Funnier still, Peter Higgs is an atheist.
As for CERN's problems with the LHC, they are well documented on Wikipedia, in science mags and in newspapers.
LibertyIsNotGiven 2 years ago
@asdfgasdfasdful I also balked at the claim of it being "meaningless", which made me immediately think of logical positivism.
brainpolice2 2 years ago
Bp, then what does it mean?
LibertyIsNotGiven 2 years ago
@LibertyIsNotGiven I don't think meaning is constrained by external verification. The question of what in particular it means isn't what I'm addressing, but the question of what it would take for it to mean something or anything, whatever that may be.
brainpolice2 2 years ago
So you have no idea what it means. That's significant, whether you would address it or not.
I don't know what it means, either. JBC went to great lengths to make "it" inaccessible. Discussing something that is beyond the capacity of humans to grasp, define, conceptualize, etc. strikes me as meaningless. Just what is the subject?
Like I told your friend asdf, however, anyone is free to find meaning in whatever, and all are free to revise language that it is shown inadequate or incoherent.
LibertyIsNotGiven 2 years ago
We're treading on philosophical ground in which the normal way of talking about these things leads to paradox. I would say that the very concept of non-conceptualizability has meaning by virtue of us talking about it right now. At a minimum, it could be said to have its meaning by virtue of being the opposite of something else that we have a meaning for (conceptuality).
brainpolice2 2 years ago
I'm not talking about the concept of non-conceptualizability (is that even a word?). I'm talking about some unnamed thing that is put forth as *not* being open to conceptualization, then purporting to conceptualize it. That's it. Both you and asdf have entirely missed this point of this video.
LibertyIsNotGiven 2 years ago
I'd say that the very concept of non-conceptualability has meaning at least by virtue of its relation to its opposite. I think you might be conflating knowability (in some empirical sense) with meaning. In my view, there is meaning in plenty of things that aren't empirically verifiable or have any concrete root. The opposite premise (that meaning requires verification) is what the cry of logical positivism is made against.
brainpolice2 2 years ago
"the very concept of non-conceptualability" has meaning"
I have no disagreement, and I never claimed otherwise in the video. What I claimed is that claiming to conceptualize something that allegedly can't be conceptualized is a self-refuting proposition. Asdf tried to escape this by saying JBC simply didn't mean what he said. You incorrectly seem to think I was saying something else entirely.
It would behoove you to realize the terms "meaning" and "meaningless" existed before positivism.

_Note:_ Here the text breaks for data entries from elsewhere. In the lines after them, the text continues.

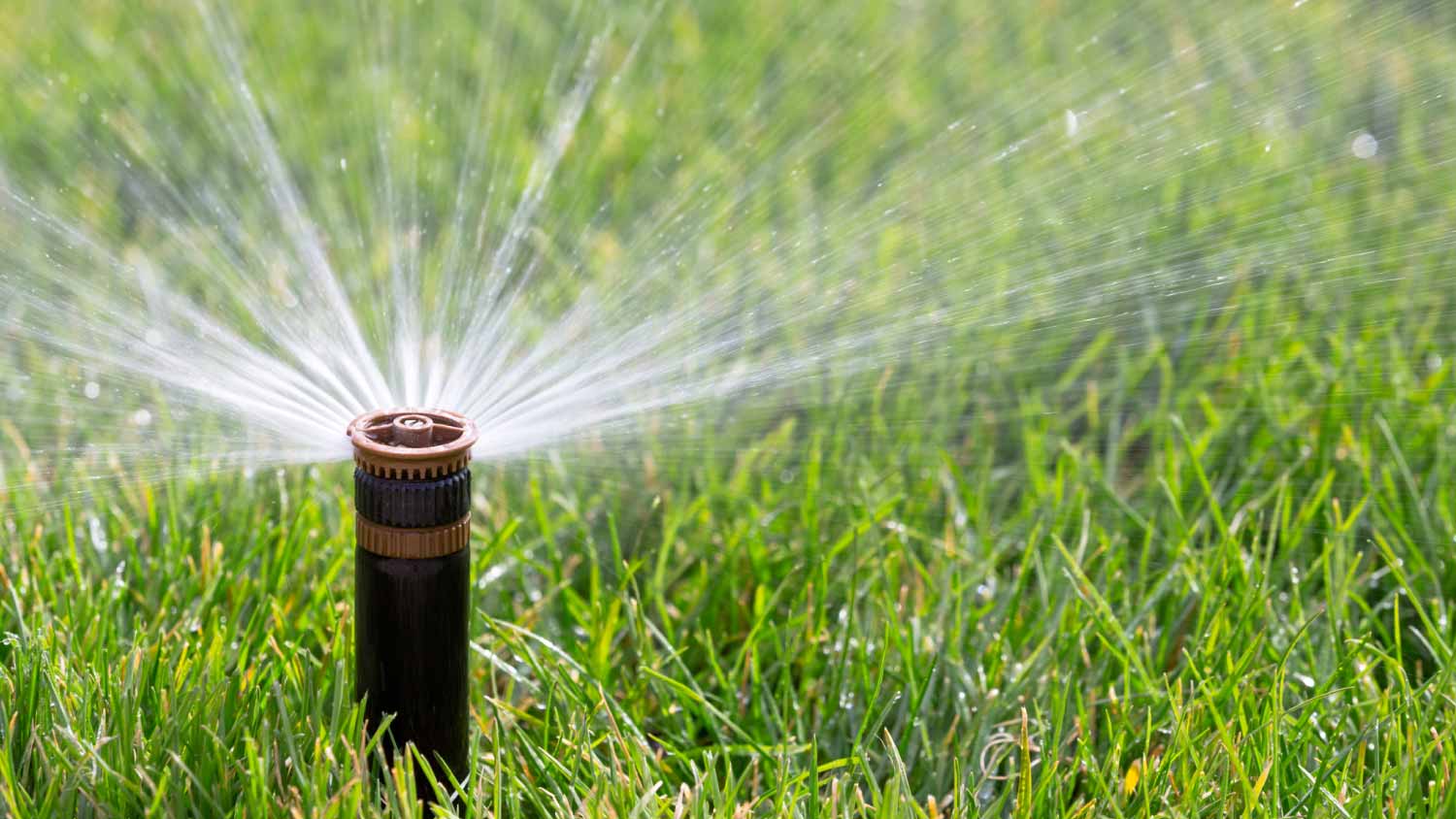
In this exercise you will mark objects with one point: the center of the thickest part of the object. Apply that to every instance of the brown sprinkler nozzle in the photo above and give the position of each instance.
(413, 481)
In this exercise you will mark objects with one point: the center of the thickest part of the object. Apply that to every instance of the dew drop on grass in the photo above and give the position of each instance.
(1365, 146)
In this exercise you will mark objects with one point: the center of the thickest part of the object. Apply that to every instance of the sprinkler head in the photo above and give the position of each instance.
(413, 481)
(413, 579)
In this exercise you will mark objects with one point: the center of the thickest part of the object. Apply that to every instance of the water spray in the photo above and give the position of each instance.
(413, 577)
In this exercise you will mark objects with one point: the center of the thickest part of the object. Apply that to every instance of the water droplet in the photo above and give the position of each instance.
(1365, 146)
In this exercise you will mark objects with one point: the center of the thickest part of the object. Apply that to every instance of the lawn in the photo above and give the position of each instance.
(1133, 495)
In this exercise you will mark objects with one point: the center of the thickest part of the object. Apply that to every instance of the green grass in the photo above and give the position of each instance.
(1188, 563)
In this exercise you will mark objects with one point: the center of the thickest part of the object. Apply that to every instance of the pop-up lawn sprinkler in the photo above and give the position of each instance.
(413, 577)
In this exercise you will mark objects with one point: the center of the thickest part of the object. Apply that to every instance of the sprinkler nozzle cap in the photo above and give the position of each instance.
(413, 443)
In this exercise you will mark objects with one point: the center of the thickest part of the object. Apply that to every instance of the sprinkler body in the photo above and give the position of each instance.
(413, 580)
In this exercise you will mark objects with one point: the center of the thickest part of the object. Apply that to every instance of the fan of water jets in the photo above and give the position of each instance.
(230, 236)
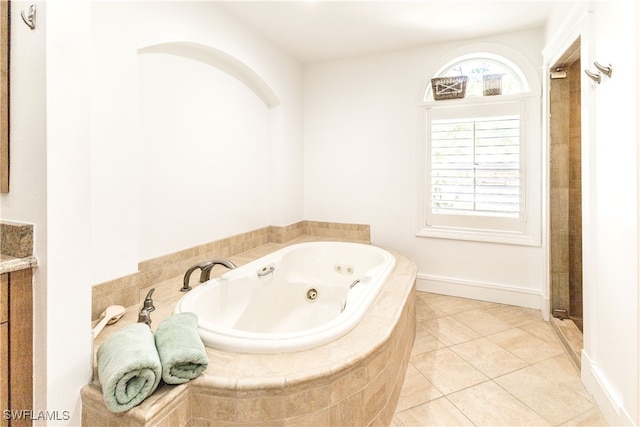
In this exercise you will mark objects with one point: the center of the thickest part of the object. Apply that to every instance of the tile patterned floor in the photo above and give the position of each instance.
(485, 364)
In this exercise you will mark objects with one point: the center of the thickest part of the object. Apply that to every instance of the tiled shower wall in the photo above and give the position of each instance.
(565, 194)
(125, 291)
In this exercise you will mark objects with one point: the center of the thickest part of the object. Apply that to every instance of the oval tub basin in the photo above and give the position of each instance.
(296, 298)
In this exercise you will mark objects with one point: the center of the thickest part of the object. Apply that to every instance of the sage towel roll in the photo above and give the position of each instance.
(128, 367)
(182, 354)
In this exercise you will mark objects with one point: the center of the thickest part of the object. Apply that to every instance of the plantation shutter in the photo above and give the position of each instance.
(475, 166)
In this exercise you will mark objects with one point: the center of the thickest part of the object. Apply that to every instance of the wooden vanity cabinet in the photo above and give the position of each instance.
(16, 346)
(4, 347)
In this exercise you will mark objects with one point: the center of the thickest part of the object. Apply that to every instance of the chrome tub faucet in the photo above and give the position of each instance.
(205, 271)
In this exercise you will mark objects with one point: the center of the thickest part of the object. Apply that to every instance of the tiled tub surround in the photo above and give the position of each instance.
(355, 380)
(127, 290)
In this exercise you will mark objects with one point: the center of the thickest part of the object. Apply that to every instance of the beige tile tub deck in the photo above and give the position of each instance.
(355, 380)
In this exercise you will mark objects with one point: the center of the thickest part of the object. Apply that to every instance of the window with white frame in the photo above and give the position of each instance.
(476, 157)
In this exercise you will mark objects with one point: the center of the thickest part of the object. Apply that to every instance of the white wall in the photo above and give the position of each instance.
(27, 199)
(77, 152)
(183, 151)
(363, 163)
(609, 35)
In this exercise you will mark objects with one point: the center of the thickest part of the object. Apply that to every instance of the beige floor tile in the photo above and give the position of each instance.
(426, 312)
(553, 400)
(488, 404)
(488, 357)
(425, 342)
(514, 316)
(591, 418)
(482, 321)
(439, 412)
(563, 371)
(526, 346)
(540, 329)
(452, 305)
(416, 390)
(447, 330)
(447, 371)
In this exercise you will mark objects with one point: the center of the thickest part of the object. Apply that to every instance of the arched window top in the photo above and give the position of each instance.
(486, 74)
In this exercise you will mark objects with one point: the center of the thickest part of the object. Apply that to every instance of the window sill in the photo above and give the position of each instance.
(479, 235)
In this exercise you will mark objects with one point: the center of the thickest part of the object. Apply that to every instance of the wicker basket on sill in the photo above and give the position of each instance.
(492, 84)
(449, 87)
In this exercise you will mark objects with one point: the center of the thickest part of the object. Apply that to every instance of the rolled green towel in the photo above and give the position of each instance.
(182, 354)
(128, 367)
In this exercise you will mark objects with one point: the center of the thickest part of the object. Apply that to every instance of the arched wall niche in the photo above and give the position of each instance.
(222, 61)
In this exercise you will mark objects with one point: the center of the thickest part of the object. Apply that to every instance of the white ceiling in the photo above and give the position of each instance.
(320, 30)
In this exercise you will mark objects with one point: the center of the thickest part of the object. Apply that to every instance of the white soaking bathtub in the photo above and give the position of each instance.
(296, 298)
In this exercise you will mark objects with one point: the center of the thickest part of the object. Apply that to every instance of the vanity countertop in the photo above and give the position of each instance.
(9, 263)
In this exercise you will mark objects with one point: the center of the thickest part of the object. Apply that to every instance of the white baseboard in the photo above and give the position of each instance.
(482, 291)
(610, 405)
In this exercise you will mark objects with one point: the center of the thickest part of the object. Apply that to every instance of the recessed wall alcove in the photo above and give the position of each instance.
(208, 125)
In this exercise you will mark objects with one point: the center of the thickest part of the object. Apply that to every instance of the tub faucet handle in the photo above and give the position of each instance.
(144, 317)
(148, 301)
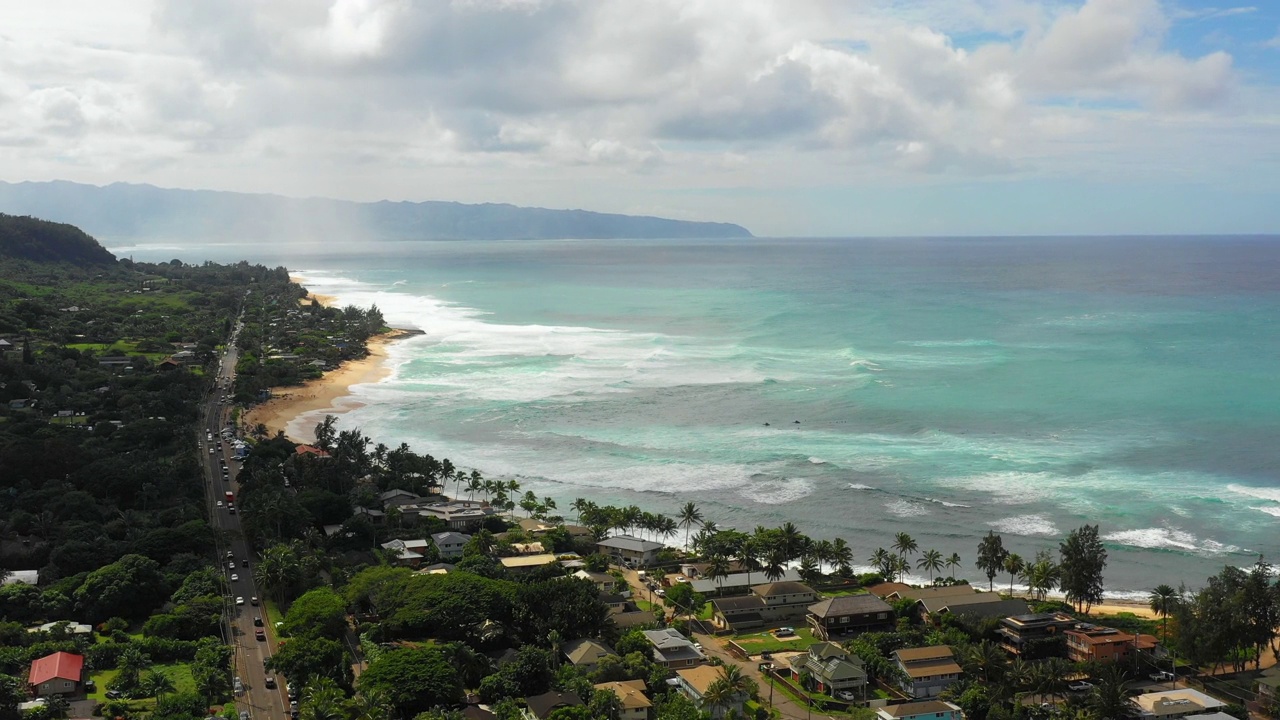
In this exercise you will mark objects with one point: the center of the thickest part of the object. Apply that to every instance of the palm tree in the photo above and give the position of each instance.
(1013, 565)
(954, 561)
(931, 561)
(904, 545)
(842, 556)
(689, 516)
(1162, 601)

LibertyIsNotGiven 2 years ago
It isn't the terms meaning or meaningless that's in question, it's the notion that something is meaningless if it doesn't pass a verification test or isn't explicitly derived from some empirical object.
brainpolice2 1 year ago
@brainpolice2
What does "meaningless" mean? Is there some objective standard of meaning?
When did I say anything about any verification test or empirical derivation?
Is claiming to conceptualize something that cannot be conceptualized a coherent position?
Mind you, JBC has kindly since responded to this video to clarify. I haven't gotten around to watching it yet, but neither you nor asdf has a leg to stand on here, given what JBC said in his original and what I said in response to him.
LibertyIsNotGiven 1 year ago
@LibertyIsNotGiven You're implicitly invoking positivist premises.
brainpolice2 1 year ago
@brainpolice2
You just won't answer the question, bp, because you know I'm right.
LibertyIsNotGiven 1 year ago
I give you both 5 stars because I like you both. But I think you're right.